Automating Vertical Agents with Validation | Generated by AI
Short answer: you’re mostly right. The scalable way is to build vertical, coded agents that call LLM APIs, plus strong automatic validation. You still want a “human-on-exception” loop, not “human-never,” because reality includes API hiccups, drift, and edge cases. But on well-scoped tasks with good checks, you can run fully automated.
Below is a practical blueprint you can implement.
What “fully automated” really takes
- Deterministic scaffolding: code plans/templates generated once, then parameterized; don’t “re-prompt from scratch” every run.
- Typed, schema’d I/O: force the LLM to return JSON that your code validates before use.
- Grounded checks: validate outputs against tools, compilers, unit tests, linters, HTTP mocks, SQL schemas, etc.
- Risk gating: only auto-apply changes when confidence + checks pass; otherwise raise a ticket/PR for review.
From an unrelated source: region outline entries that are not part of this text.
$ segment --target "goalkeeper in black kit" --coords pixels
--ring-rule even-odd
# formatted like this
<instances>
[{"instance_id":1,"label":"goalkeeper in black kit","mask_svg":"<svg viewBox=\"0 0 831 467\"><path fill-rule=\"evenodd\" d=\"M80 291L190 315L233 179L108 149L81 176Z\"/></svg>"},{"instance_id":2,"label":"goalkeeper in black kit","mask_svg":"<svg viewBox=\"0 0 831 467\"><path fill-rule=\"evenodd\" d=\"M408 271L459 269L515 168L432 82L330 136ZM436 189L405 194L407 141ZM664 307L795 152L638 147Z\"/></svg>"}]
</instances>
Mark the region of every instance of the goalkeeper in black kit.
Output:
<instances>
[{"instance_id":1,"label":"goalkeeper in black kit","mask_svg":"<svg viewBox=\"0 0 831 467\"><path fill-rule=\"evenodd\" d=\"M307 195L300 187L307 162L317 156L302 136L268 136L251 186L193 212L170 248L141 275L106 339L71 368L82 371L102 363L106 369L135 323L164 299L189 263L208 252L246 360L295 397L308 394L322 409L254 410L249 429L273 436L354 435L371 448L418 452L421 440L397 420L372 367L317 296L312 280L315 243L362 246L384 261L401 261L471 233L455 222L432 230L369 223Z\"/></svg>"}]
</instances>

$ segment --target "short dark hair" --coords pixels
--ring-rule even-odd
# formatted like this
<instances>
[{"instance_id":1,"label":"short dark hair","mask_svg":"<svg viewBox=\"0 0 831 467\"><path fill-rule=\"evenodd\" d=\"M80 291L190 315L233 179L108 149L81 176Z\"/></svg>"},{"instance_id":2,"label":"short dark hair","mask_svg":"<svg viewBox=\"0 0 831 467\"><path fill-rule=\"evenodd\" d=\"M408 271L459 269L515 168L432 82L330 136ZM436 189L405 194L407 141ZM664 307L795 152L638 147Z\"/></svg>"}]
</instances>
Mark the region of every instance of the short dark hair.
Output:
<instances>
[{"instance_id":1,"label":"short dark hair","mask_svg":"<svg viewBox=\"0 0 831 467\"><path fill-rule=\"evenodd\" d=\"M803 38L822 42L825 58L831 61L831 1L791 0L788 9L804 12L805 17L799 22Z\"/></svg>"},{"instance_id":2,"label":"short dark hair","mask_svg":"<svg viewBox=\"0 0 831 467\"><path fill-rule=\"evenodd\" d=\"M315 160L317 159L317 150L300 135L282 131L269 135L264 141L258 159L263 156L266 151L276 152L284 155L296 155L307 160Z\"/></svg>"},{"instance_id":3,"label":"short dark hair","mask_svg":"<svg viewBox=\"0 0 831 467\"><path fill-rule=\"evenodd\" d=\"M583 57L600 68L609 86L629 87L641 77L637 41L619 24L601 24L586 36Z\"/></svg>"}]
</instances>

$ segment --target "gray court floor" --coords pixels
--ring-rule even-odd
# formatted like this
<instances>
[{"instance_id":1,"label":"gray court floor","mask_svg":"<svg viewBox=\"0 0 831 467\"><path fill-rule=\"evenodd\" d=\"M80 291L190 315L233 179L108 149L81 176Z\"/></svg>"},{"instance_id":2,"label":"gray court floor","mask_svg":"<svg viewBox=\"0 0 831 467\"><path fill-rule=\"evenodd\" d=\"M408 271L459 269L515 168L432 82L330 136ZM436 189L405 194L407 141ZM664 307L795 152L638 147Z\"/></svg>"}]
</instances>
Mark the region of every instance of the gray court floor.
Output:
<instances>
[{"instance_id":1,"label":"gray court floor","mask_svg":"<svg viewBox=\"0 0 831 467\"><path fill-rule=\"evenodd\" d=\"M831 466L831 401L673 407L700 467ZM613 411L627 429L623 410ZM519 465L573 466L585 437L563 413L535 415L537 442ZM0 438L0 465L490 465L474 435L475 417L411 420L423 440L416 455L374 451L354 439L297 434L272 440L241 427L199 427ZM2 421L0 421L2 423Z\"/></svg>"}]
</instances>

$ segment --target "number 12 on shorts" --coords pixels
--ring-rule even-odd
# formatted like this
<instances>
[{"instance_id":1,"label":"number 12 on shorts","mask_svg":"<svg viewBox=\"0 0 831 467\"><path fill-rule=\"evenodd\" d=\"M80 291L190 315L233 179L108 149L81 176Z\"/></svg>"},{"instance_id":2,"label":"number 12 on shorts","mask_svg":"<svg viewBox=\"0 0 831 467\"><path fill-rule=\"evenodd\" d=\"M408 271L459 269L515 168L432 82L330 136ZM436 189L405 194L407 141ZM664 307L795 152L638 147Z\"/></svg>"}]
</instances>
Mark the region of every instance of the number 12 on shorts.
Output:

- Observability: logs, traces, cost/latency meters, success rates, drift/alarm thresholds.
- Defense in depth: multi-model cross-checks, self-consistency votes, sandbox exec, diff size limits, allowlists/denylists.
Reference architecture (minimal but solid)
- Controller: reads tasks from a queue (Kafka/SQS/Redis/simple DB).
- Planner (LLM): turns task into a concrete plan and structured steps.
- Executors (tools + LLM where needed): code edits, API calls, file ops.
- Validators: schema/type checks, static analysis, unit tests, golden tests.
- Policy Engine: decides auto-merge vs. “needs human.”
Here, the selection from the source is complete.